Africa, in particular, is likely to get only about USD 12 billion of the USD 25 billion increase envisaged at Gleneagles, due in large part to the underperformance of some European donors who give large shares of official development assistance (ODA) to Africa. Eckhard Deutscher, Chair of the DAC, noted that: ”Aid has increased strongly as 16 donors have honoured their commitments. But underperformance by the others, notably Austria, France, Germany, Greece, Italy, Japan, and Portugal, means overall aid will still fall considerably short of what was promised. These commitments were made and confirmed repeatedly by heads of governments and it is essential that they be met to the full extent.”

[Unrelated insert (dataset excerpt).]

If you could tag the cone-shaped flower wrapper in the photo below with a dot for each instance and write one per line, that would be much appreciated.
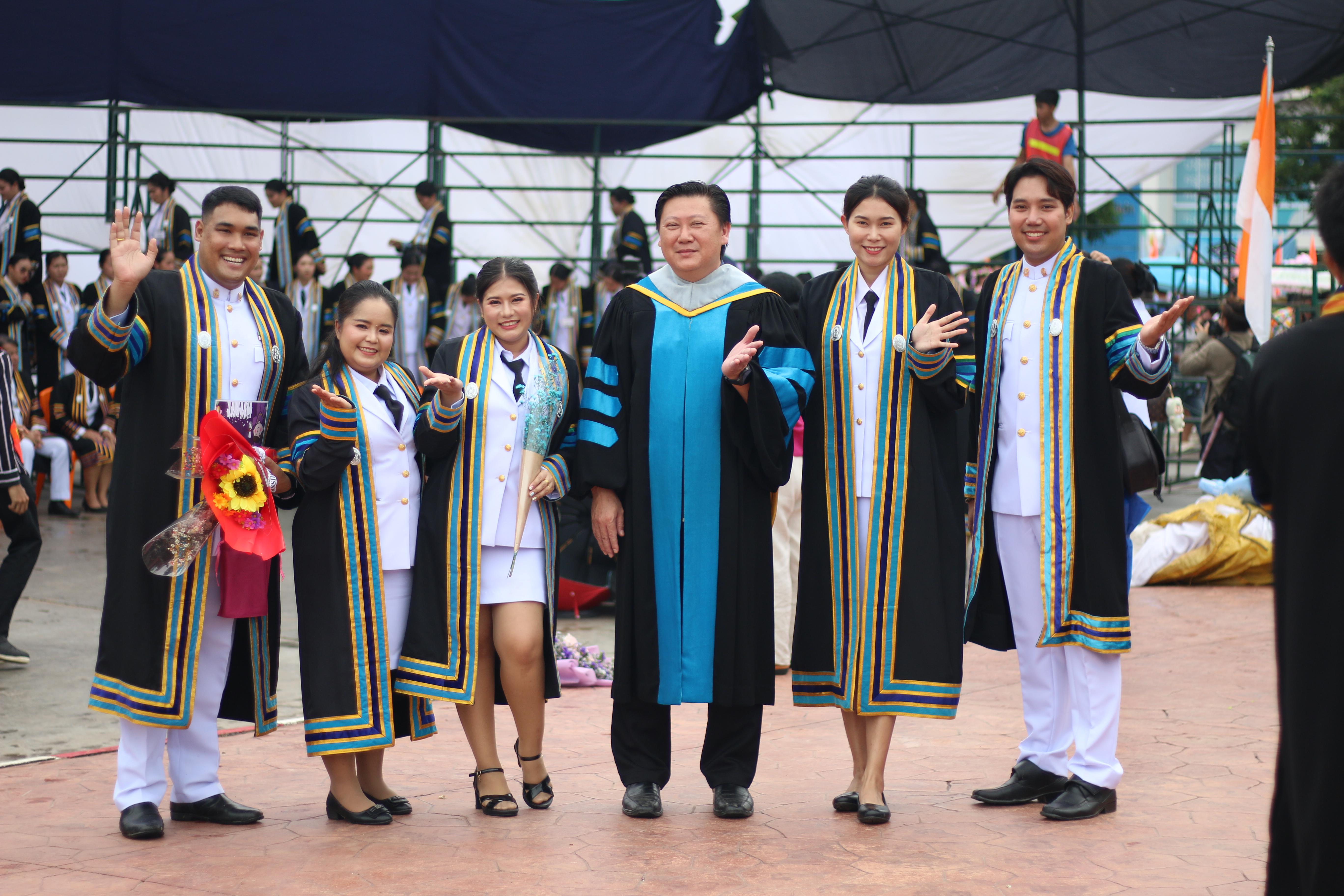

Commenting on the figures, OECD Secretary-General Angel Gurría said: ”It is reassuring that most donors are recognising their international responsibilities. As we head into new rounds of discussions about funding climate change and food security concerns, I encourage all donors to carry through on their development promises.” Source: OECD, http://tinyurl.com/ye8zrej
The EU falls short $19bn on development pledges. Some of the overall shortfall will come from the EU15 – the old, wealthier member states that made the original pledges. EU countries are skipping out to the tune of $19 billion (€14bn) on the aid pledges they made to developing countries five years ago at a landmark G8 meeting, according to the Organisation for Economic Co-operation and Development. Aid to poor countries in 2010 will be lower than donors promised five years ago at the 2005 Group of Eight meeting in Scotland – largely as a result of the economic crisis, says a report published on Tuesday by the OECD, the international club of wealthy countries. With national budgets squeezed in the wake of the crash, many governments believe that charity begins at home.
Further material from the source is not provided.